The General Medical Council Education Committee already has a good
deal of information relating to the undergraduate phase and is collecting
more through its ongoing research into how well its requirements,
described in Tomorrow’s Doctors, prepare new graduates for the Foundation
Programme and beyond.
However, there is a paucity of evidence relating to factors that
could improve the quality of prescribing in later stages of a doctor’s
training and career. There is a growing risk that this debate will
escalate in the wider media, where the underlying issues are not widely
understood, with resulting alarm to patients and the public about their
safety. It is essential that this perception does not become entrenched.

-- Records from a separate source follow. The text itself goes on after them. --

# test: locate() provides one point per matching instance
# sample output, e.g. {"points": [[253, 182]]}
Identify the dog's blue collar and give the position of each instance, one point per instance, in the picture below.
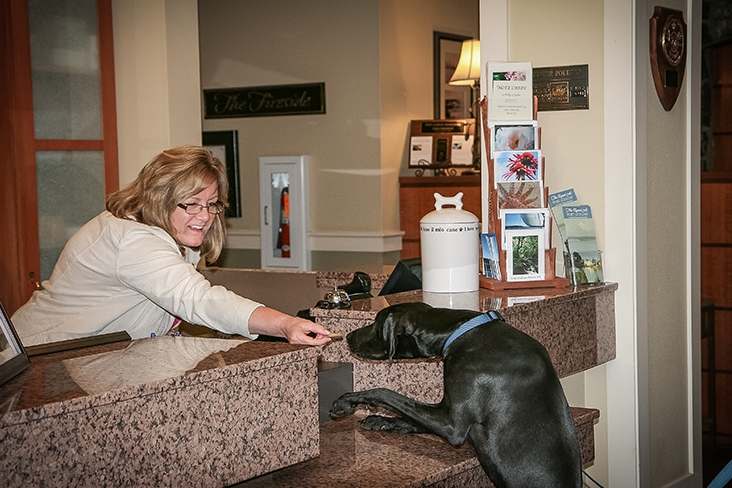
{"points": [[471, 324]]}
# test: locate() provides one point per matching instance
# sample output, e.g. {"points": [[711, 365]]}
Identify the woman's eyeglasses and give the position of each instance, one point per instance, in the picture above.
{"points": [[196, 208]]}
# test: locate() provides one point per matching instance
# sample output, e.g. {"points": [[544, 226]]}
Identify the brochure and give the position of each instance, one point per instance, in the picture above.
{"points": [[462, 150], [520, 194], [510, 91], [525, 255], [516, 136], [556, 201], [585, 260], [527, 218], [517, 166], [491, 260]]}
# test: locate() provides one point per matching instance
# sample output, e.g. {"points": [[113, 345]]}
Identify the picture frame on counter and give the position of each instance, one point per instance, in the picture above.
{"points": [[13, 358], [224, 144]]}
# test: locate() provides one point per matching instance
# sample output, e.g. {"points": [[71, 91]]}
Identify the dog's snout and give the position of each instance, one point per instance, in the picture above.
{"points": [[366, 343]]}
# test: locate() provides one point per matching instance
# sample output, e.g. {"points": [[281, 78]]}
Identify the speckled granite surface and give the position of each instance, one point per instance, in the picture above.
{"points": [[215, 413], [164, 412], [356, 458], [576, 326]]}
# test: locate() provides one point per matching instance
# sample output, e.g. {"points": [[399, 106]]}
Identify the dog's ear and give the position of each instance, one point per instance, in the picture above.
{"points": [[395, 324]]}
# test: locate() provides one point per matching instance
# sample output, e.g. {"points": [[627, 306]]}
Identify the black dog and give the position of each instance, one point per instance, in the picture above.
{"points": [[501, 393]]}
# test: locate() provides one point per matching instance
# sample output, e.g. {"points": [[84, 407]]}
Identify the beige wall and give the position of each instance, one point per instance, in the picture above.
{"points": [[156, 78], [375, 58], [667, 180], [645, 186]]}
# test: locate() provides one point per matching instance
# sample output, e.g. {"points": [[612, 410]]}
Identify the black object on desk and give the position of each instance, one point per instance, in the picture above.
{"points": [[407, 276], [79, 343]]}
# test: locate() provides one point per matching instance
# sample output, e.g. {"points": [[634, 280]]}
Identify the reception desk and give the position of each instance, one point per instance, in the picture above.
{"points": [[193, 411], [577, 327]]}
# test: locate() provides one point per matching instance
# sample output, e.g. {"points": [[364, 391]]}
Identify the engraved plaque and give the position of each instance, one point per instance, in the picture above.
{"points": [[562, 87]]}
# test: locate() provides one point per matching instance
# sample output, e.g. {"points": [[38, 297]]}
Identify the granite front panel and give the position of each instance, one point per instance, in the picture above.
{"points": [[210, 428], [356, 458]]}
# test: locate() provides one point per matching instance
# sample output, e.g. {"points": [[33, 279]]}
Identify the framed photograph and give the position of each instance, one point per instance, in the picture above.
{"points": [[224, 145], [451, 102], [517, 136], [13, 359], [441, 143], [525, 255]]}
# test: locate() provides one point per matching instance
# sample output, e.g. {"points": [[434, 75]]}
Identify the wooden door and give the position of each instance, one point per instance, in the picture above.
{"points": [[30, 136]]}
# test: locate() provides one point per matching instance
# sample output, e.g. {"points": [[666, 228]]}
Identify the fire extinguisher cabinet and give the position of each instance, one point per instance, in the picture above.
{"points": [[283, 217]]}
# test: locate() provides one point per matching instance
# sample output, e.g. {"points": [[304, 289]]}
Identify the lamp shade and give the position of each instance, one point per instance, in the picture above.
{"points": [[468, 68]]}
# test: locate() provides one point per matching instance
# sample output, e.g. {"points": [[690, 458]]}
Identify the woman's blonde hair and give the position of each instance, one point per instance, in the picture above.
{"points": [[168, 179]]}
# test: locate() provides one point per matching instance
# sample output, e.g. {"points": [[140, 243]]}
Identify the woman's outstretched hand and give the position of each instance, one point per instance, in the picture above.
{"points": [[270, 322]]}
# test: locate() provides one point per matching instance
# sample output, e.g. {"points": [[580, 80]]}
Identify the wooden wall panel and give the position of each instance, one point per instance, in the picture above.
{"points": [[716, 211], [724, 404], [716, 272], [723, 340]]}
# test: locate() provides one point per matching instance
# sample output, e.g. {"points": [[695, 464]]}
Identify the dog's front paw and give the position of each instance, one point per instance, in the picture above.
{"points": [[394, 424], [342, 407]]}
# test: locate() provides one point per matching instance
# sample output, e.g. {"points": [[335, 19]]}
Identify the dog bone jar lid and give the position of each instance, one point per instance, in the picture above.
{"points": [[450, 246]]}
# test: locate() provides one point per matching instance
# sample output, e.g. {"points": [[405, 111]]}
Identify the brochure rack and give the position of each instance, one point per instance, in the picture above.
{"points": [[495, 226]]}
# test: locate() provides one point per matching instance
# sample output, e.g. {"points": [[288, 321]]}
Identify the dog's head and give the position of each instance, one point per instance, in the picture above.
{"points": [[406, 330]]}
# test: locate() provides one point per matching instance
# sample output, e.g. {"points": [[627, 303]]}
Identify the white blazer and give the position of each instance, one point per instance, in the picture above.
{"points": [[116, 274]]}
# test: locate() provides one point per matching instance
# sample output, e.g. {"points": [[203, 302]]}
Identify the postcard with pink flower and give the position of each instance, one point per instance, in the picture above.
{"points": [[517, 166]]}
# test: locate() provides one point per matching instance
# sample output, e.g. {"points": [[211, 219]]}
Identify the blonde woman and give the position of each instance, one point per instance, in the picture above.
{"points": [[132, 268]]}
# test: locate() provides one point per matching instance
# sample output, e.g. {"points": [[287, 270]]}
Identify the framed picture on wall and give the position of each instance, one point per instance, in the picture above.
{"points": [[450, 102], [224, 145]]}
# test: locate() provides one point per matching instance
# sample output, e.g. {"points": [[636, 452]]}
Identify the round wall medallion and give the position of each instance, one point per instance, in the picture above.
{"points": [[672, 40]]}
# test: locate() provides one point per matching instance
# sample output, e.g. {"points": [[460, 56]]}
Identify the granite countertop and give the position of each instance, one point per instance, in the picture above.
{"points": [[73, 380], [357, 458], [518, 300]]}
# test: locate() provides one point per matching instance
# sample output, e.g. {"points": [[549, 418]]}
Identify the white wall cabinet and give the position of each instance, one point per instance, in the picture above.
{"points": [[283, 202]]}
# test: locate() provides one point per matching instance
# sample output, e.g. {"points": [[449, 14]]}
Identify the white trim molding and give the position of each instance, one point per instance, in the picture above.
{"points": [[325, 241]]}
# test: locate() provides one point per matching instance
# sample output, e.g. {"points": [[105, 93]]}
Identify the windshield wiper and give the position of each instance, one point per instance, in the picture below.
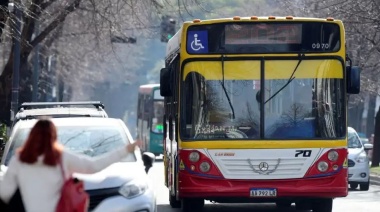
{"points": [[224, 89], [291, 78]]}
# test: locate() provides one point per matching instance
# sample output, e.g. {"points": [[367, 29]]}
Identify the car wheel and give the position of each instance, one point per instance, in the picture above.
{"points": [[364, 186], [192, 204], [322, 205], [354, 185]]}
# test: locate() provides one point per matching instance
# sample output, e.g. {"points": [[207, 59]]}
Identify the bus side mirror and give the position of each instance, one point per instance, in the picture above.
{"points": [[165, 83], [148, 160], [353, 80]]}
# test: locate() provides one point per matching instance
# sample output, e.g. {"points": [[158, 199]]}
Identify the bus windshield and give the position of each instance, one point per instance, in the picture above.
{"points": [[158, 116], [310, 106]]}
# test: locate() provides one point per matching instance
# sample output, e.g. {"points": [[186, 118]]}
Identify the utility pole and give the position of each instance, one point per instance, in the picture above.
{"points": [[15, 8], [36, 71]]}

The GMC therefore strongly supports the value of acquiring such evidence
and will convene a meeting of interested parties to take this important
matter forward.
Professor Peter Rubin
Chairman, GMC Education Committee
Competing interests:
None declared
Competing interests: No competing interests
Getting postgraduate junior doctors to prescribe at all can be a “problem”-Australian experience.(Oct 2006)
Cutting down on medication errors, is one of the end
points(presumably) of better prescribing, yet almost impossible to achieve
if nurses administering intravenous medications have to beg for scripts
from doctors.
Problems seemed to start a few years ago in synchrony with; the
almost complete departure of consultants from wards, the change from a six
year medical degree to a four year postgraduate one, and the latest
version of themselves demonstrated by pharmacists, nurses, dieticians and
sundry health care associates.
Briefly, the RN has, several times in each shift, to call(page) the
ward call(junior doctor) to prescribe things like daily dose IV Gentamicin
for the infected patient, IV Heparin for the usually Warfarinised patient,
oral once daily Warfarin for the previously intravenously Heparinised
patient, oral Calcium supplementation for the postoperative thyroid
patient, and so on. For reasons unknown junior doctors are incapable of
using modern communication systems(computers/printers) to pass on/handover
the names and locations of those of their patients in the above categories
to other doctors.
The problem seems to “worsen” as follows. Because doctors are no
longer allowed to use “standing IV fluid orders” – by that I mean
repeating the previous flask of fluid from the same prescription- for nil
by mouth patients, they now have to be asked(paged) to “take an interest”
in the what mixture of crystalloids they would like the patient to have
next. And the doctors now seem willing to prescribe almost anything over
the phone without actually knowing the patient.And when I ask them, they
swear they are across the situation.